The outpouring was sparked by a viral video of comedian Louis C.K. telling a late-night TV host that cellphones prevent children from learning empathy by eliminating human contact, and are distractions to avoid feeling sad and lonely. They are creating, he argued, a world of emotionally stunted people who “never feel completely sad or completely happy.”

The blog post on globeandmail.com focused on one of the few rebuttals to Mr. C.K.’s viral sermon: A Slate piece argued that there is no scientific evidence linking cellphone use to problems with children’s emotional development, and that humans have been distracting themselves from the yawning caverns of their existential doom for centuries, often with books.

Commenters, however, were generally concerned about the impact of cellphones and agreed wholeheartedly with Mr. C.K. (“He’s a contemporary Mark Twain,” one commenter wrote.)

Cellphone users “seem incapable of spending a few minutes to themselves without interacting with someone,” another wrote.

Another reader warned cellphone addicts that time spent tweeting, texting, checking e-mail and updating Facebook “is time you were largely clued out to whatever was going on around you, be it so mundane as fellow passersby, a cool cloud formation, a flock of birds, a traffic incident, a new store, fresh bloomed flowers … i.e. the world in general.”

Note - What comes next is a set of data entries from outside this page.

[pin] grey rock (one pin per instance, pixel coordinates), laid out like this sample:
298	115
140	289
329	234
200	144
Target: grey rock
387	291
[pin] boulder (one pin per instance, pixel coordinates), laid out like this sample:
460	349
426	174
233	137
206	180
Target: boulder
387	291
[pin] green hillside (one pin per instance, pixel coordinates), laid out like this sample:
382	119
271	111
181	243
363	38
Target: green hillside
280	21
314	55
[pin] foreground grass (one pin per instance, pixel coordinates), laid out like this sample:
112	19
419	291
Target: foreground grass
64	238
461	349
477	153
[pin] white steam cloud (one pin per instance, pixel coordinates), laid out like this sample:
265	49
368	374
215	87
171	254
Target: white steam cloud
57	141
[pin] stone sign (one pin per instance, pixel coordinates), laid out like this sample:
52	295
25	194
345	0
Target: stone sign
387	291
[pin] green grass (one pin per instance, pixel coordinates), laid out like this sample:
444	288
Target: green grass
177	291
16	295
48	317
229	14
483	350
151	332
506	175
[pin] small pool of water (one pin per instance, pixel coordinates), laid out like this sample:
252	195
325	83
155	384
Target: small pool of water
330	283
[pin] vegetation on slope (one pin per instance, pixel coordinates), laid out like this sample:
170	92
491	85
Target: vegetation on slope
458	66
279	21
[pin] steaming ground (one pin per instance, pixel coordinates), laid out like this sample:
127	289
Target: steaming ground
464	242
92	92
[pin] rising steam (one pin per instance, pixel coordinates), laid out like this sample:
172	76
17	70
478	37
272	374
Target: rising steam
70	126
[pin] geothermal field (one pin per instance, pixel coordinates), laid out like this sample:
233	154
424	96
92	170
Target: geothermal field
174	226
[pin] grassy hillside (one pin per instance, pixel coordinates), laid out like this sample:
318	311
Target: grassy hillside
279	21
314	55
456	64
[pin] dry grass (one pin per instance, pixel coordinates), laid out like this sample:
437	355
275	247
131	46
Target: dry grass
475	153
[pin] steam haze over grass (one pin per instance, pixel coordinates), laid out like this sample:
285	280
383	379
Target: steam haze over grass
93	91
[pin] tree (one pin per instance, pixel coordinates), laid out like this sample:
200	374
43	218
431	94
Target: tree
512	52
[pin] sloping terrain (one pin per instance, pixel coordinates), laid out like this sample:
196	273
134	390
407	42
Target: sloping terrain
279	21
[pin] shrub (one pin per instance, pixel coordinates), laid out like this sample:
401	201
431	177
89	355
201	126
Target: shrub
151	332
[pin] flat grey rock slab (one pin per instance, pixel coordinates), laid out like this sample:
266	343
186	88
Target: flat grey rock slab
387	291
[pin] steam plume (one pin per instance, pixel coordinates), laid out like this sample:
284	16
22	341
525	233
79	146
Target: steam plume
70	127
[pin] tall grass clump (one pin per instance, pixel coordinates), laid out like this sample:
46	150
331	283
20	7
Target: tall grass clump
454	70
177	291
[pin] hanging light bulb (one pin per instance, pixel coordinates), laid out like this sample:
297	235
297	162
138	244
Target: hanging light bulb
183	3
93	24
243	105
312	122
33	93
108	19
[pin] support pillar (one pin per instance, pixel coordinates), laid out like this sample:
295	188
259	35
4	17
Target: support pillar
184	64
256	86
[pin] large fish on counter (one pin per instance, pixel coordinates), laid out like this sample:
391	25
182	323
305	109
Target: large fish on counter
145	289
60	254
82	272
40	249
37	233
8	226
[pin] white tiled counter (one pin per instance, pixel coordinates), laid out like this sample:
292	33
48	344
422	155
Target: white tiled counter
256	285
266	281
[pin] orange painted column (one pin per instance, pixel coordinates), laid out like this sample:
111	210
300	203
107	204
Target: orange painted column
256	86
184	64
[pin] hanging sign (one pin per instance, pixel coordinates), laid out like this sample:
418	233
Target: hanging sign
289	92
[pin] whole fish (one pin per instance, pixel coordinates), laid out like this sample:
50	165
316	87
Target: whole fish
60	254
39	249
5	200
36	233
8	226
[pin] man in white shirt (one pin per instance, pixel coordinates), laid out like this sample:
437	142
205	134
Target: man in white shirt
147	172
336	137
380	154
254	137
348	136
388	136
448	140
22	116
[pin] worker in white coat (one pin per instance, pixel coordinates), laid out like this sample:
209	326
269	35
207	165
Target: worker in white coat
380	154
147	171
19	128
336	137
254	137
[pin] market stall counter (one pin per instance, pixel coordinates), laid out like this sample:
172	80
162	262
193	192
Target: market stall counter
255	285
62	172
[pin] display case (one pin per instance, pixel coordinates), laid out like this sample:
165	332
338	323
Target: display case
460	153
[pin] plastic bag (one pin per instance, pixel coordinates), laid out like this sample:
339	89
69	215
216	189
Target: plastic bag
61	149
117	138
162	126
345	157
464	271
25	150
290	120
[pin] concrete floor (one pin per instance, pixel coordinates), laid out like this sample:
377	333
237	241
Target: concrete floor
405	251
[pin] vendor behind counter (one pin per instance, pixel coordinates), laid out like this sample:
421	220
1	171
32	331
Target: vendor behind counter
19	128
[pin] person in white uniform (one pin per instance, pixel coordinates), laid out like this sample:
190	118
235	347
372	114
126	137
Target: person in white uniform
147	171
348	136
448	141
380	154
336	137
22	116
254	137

A few were particularly offended that the Slate writer equated books and cellphones. “The reader is alone with his thoughts and whatever the book content portrays for him, that he imagines in his head. … Not the same thing as being unable to stop communicating meaninglessly with someone constantly and spend some quiet time in reflection by oneself.”

Some readers were even moved to quote poetry in their defence of books, including this from Emily Dickinson: “There is no frigate like a book/ To take us lands away.”